One might approach the first two movements like some extended Prelude and Fugue. The piano and harps function like a unit, occupying the light treble registers, the former sometimes sharing melodic lines with the brass. The piano’s long solo fugue in the second movement gets rudely greeted by brass interjections, and the scampering fun begins, with brass taking over the fugal subject in earnest. Only piano and harps feature in the slow movement’s Variations, its spectral nocturnal atmosphere providing much breathing space before the finale’s syncopated romp, jazzy in parts but winding down to soft brass chorales (thus echoing the Barber) before a subdued end.
The encore that followed came neither from Tiu nor the harpists but SSO’s splendid brass. Graf’s sublime transcription of the closing chorus, “Il est bon, l’enfant, il est sage” from Ravel’s opera L’Enfant et les sortilèges, with the Child’s final contrite plea of “Maman!” the perfect close.
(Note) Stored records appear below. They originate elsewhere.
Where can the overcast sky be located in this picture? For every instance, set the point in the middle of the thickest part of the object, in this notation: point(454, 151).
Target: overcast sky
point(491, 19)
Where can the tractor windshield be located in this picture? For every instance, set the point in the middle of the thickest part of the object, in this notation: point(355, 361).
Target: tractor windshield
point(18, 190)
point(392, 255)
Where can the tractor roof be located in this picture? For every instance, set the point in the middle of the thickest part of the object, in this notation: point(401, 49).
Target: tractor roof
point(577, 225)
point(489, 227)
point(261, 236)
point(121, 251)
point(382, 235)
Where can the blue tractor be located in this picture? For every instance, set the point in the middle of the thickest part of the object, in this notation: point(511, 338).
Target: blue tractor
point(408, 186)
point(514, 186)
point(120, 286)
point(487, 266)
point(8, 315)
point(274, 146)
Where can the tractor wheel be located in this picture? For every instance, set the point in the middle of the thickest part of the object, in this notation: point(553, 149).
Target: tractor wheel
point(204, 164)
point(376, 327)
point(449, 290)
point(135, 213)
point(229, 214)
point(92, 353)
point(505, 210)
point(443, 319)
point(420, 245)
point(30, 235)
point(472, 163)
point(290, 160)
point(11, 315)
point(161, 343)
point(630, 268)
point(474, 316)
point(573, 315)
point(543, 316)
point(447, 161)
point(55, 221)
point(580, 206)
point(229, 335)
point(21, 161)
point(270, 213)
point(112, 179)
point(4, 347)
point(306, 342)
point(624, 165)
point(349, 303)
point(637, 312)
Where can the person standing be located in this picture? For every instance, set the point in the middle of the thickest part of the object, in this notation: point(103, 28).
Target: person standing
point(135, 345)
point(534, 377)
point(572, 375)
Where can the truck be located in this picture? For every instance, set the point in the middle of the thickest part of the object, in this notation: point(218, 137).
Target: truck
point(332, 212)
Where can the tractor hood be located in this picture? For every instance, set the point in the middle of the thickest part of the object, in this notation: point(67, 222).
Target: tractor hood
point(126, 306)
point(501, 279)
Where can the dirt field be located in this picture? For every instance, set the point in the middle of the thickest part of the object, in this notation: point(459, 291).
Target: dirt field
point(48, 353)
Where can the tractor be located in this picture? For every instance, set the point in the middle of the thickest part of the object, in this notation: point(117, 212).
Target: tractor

Rodion Shchedrin’s Carmen Suite (1967) after Bizet’s opera, scored for strings and a battery of percussion, had all the familiar tunes yet sounded unfamiliar. Jumbling up the original sequence of melodies, chopping and slicing popular numbers, this was like viewing an old friend through a series of distorting mirrors and prisms. At least the Habanera was recognisable, with tubular bells heard over a drone that resembled the beginning of Richard Rodgers’ Carousel Waltz. All this emphasised the tragedy that was the perfidious cigarette-toting gypsy from Seville.
The astonishing Scene was original, without Bizet’s music but a sequence of repeated ostinatos, while the Bolero ventured out of Carmen into L’Arlesienne, with its Farandole heard instead... oops, wrong work but a salute to fallen women all the same. Then there was the Torero with the melody expunged but the accompaniment retained. The work’s anarchic nature was well served by responsive and alert string playing and five very busy percussionists. Here was 20th-century music, freshly minted, without the tears.